One of the powerful discoveries about hearing loss from recent years is that it has a connection with dementia. At first the researchers simply noticed a correlation suggesting that people were likely to have hearing loss and dementia at the same time. That finding was no big surprise, because the people most likely to have hearing loss and dementia are both in their senior years. However, upon closer investigation the connection was even stronger. Researchers took two comparative groups—one with hearing loss and one without hearing loss.
Although they both had a proportion of people with dementia, the group with hearing loss had a much higher percentage. Even when researchers controlled the groups according to demographics and other health measures, that additional percentage of people with dementia in the group with hearing loss posed a further puzzle. Why is this such a strong connection?

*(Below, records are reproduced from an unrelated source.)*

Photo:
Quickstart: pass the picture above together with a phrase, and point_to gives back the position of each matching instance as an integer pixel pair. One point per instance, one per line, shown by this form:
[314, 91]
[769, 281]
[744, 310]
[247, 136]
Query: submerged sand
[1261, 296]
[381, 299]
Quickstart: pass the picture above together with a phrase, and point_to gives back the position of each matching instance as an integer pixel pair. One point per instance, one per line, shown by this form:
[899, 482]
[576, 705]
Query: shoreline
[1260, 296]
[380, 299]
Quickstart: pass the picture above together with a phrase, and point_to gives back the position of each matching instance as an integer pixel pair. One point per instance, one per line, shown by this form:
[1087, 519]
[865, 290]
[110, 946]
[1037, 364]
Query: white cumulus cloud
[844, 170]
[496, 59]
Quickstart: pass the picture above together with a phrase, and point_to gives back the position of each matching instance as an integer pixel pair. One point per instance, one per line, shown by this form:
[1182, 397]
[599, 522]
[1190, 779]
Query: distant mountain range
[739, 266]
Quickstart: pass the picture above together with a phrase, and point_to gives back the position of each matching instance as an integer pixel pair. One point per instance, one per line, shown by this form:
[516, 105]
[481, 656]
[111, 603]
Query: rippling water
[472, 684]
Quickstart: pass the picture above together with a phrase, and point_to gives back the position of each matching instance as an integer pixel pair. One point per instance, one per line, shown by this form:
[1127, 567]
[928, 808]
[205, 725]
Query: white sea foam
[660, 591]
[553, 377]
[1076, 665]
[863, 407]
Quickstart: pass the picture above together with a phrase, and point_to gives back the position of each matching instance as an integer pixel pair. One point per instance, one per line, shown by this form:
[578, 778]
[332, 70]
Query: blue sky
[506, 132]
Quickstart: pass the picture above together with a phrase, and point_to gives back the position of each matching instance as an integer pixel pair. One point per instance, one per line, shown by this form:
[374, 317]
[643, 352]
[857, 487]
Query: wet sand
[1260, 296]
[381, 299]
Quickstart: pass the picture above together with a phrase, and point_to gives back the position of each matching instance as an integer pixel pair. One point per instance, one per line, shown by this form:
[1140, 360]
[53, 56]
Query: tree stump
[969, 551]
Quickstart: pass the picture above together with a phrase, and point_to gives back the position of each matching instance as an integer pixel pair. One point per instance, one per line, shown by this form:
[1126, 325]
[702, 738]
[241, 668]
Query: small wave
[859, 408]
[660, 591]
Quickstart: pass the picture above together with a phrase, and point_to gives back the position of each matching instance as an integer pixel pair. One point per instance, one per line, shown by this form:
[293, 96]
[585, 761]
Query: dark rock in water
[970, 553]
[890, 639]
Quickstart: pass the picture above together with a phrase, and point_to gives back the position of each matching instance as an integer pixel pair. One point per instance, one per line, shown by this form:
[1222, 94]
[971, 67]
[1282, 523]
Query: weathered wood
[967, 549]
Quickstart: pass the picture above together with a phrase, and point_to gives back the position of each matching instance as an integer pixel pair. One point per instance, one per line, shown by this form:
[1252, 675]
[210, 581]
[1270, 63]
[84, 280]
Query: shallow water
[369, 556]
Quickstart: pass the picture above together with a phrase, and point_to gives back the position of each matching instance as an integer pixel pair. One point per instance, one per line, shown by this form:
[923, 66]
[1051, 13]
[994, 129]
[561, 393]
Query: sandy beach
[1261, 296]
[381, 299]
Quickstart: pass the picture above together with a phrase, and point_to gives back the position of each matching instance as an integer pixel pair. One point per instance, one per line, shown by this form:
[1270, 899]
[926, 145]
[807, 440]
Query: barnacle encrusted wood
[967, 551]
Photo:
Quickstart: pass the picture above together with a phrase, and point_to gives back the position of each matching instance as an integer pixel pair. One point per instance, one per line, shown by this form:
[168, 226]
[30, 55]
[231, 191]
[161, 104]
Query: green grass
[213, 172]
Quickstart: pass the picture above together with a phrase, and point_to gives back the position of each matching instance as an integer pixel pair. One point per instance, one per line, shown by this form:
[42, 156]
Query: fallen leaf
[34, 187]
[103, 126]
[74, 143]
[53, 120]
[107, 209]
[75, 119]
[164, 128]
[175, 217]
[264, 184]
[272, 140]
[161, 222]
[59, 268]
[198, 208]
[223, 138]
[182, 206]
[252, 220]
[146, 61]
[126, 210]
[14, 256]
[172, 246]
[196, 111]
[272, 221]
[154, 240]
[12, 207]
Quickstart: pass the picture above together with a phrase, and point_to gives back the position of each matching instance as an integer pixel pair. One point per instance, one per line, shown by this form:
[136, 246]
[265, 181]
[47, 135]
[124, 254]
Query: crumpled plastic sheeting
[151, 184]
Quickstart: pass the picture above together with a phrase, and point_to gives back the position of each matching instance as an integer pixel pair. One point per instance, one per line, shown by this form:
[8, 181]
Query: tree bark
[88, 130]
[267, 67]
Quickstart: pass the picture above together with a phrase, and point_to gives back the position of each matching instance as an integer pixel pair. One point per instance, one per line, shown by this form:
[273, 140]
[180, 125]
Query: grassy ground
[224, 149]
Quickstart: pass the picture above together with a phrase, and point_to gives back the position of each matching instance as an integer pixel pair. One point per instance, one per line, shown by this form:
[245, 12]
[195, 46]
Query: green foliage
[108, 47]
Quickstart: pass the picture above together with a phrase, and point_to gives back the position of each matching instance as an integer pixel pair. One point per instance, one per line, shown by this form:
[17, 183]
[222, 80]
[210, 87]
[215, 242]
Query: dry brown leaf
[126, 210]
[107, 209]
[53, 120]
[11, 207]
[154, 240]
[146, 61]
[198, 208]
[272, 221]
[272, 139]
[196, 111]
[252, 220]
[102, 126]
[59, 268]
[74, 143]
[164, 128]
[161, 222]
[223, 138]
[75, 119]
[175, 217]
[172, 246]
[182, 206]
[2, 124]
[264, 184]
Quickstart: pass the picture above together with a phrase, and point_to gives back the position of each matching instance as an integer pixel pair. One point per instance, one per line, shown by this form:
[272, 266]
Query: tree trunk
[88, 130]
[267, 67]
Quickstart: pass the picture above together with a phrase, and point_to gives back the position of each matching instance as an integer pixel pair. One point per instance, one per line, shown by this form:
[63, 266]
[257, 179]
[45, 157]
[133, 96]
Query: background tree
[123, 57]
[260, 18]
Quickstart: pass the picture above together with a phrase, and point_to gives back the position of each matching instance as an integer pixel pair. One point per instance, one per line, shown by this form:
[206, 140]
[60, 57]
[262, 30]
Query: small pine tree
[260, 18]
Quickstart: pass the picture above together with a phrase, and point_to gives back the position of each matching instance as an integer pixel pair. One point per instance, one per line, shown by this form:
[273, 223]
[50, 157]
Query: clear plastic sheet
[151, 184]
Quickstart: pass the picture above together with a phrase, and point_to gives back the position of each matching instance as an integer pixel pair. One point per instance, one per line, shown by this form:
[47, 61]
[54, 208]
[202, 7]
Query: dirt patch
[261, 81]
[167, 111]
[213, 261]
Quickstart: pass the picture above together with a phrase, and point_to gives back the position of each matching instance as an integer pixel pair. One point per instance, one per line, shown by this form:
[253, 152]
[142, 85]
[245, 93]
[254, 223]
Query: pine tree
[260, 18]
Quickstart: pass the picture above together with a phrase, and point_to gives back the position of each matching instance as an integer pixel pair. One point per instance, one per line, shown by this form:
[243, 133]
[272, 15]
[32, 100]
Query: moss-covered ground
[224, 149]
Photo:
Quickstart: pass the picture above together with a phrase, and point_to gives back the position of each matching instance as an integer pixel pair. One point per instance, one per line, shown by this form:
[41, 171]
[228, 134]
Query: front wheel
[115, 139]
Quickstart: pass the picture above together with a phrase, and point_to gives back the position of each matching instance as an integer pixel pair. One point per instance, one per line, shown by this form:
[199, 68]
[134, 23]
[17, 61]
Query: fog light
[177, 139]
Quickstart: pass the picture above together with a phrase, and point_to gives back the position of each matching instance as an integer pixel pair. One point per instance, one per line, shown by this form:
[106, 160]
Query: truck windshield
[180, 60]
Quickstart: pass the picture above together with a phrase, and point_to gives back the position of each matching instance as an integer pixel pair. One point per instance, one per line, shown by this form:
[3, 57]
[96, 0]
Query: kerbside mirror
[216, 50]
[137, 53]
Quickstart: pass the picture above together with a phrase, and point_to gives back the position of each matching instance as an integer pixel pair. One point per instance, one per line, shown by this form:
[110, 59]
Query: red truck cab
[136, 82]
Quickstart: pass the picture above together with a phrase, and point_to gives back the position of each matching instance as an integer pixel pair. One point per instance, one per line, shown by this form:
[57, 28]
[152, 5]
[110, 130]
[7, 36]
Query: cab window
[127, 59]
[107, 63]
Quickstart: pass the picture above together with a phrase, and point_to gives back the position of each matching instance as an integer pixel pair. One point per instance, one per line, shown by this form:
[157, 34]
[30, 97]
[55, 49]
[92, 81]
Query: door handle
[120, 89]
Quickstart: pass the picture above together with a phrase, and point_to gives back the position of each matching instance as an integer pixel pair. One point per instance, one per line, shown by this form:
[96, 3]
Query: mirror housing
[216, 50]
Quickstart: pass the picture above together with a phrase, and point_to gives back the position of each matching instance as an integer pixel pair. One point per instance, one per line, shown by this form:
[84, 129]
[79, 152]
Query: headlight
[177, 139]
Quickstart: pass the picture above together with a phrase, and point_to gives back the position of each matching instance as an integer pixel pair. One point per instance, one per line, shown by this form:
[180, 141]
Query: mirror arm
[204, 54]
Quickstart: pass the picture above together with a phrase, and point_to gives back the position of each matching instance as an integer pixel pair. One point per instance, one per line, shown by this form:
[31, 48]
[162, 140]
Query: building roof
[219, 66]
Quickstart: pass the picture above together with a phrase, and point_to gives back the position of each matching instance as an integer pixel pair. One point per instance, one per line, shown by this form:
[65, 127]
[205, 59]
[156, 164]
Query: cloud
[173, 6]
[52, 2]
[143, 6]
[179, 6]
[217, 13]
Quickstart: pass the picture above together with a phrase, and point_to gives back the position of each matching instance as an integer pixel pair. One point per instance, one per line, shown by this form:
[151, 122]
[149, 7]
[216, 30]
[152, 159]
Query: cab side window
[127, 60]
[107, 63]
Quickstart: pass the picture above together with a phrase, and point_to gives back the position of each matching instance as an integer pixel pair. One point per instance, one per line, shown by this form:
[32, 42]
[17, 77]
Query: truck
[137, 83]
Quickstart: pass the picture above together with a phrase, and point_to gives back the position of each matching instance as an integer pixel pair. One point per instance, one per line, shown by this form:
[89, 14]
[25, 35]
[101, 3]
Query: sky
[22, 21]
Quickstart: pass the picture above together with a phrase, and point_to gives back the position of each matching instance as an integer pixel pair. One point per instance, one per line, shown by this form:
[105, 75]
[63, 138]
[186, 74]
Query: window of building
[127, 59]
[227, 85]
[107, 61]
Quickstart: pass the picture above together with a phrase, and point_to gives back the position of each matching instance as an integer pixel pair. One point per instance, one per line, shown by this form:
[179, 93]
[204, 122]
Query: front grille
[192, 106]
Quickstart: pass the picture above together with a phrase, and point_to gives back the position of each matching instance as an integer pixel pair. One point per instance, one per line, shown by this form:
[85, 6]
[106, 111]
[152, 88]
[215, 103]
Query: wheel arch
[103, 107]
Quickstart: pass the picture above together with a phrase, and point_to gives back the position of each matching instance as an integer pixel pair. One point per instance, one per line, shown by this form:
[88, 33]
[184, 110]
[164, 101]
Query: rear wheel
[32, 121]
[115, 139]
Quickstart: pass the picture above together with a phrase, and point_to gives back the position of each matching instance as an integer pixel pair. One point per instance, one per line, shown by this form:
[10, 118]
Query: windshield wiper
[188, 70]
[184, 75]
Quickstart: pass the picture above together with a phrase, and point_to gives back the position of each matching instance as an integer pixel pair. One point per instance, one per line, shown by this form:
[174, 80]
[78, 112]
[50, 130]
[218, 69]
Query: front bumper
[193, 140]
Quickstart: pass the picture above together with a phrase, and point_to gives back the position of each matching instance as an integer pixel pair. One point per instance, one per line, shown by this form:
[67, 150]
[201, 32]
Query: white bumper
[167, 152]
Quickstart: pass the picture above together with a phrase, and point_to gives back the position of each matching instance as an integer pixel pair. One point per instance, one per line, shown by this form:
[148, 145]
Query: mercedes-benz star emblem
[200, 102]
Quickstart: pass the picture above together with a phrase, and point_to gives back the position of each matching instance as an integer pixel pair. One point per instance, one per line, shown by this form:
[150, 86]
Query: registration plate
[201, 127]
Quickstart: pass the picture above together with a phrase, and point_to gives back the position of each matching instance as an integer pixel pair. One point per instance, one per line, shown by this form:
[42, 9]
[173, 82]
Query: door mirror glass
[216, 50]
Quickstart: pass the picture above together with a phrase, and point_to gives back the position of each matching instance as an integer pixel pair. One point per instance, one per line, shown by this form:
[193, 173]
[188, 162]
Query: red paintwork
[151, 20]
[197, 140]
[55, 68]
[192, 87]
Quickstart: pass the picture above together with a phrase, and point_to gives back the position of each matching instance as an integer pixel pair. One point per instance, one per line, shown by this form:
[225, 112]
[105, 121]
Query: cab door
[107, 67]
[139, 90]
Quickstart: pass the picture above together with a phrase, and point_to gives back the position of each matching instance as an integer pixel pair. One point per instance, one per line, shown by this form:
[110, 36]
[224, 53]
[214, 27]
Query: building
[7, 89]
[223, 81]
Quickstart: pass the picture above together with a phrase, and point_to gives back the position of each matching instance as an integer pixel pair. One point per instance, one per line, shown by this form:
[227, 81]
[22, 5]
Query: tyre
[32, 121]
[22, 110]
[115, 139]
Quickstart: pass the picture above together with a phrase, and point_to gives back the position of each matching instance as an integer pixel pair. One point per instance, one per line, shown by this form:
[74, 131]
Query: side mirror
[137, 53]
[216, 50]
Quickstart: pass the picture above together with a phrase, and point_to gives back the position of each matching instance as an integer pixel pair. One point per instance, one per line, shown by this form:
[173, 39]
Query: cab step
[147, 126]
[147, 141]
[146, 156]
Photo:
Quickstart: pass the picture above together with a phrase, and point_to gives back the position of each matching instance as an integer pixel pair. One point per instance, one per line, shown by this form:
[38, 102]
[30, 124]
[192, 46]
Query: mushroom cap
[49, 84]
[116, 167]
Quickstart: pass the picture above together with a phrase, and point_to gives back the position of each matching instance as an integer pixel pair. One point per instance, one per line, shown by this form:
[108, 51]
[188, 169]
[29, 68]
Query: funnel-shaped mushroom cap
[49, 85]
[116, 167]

While researchers continue to investigate this question, they have discovered something else that proves the opposite point. Those who have hearing aids have a much lower risk of dementia than those who have untreated hearing loss. This finding provides further powerful evidence that there is something about the act of hearing that relates to dementia, going beyond random chance or age. Let’s look at this study to understand more about the connection.
The researchers in this study, based at Oxford University, Ulster University in Derry, United Kingdom, and Fujian Medical University Union Hospital in China, obtained data about the conversion from mild cognitive impairment to outright dementia. They also had data on how many people within the sample used hearing aids to treat hearing loss. They obtained this data from the National Alzheimer’s Coordinating Center on 2114 hearing-impaired patients. With this information in hand, the researchers were able to perform elegant statistical measures to understand how much more likely one group of people was to convert from mild cognitive impairment to dementia than the other group. The findings were quite conclusive. Those participants with mild cognitive impairment who used hearing aids were at significantly lower risk of developing dementia than those who were not using hearing aids. Although the statistical finding was clear, the researchers remained curious about the nature of the connection.
What might drive this relationship between dementia and hearing ability. On the one hand, we know that those with untreated hearing loss are more likely to develop dementia than those who do not have hearing loss at all. On the other hand, we know that those who use hearing aids are less likely to develop dementia than those who do not use hearing aids. These two findings, when taken together, convinced researchers that there is a powerful effect of the ability to hear on the process of cognition.
Beyond considering hearing ability, they are curious to understand the connection with verbal communication. When we listen to others speaking, we hear not only the sounds they make, but we undergo a nearly immediate process of transforming that sound into meaning. What feels like a constant stream of meaningful words entering our minds is actually a brilliant process of transformation. However, when a person doesn’t have the ability to make these transformations from sound to meaning, the brain becomes overloaded. In addition, the parts of the brain that do the near-automatic process of transforming sound into meaning can become unable to do the job, and that task is passed along to parts of the brain usually reserved for complex thought.
Many scholars believe that this process of overloading and reappropriation of brain mass can add up to a higher likelihood of dementia. By no means is it inevitable to develop dementia if you have untreated hearing loss, but the chances seem to be much higher. This finding provides better encouragement than ever to pursue treatment in the form of hearing aids. With aids in place most people find the process of verbal communication to be much easier, and that mental ease makes it possible to focus on other elements of complex thought.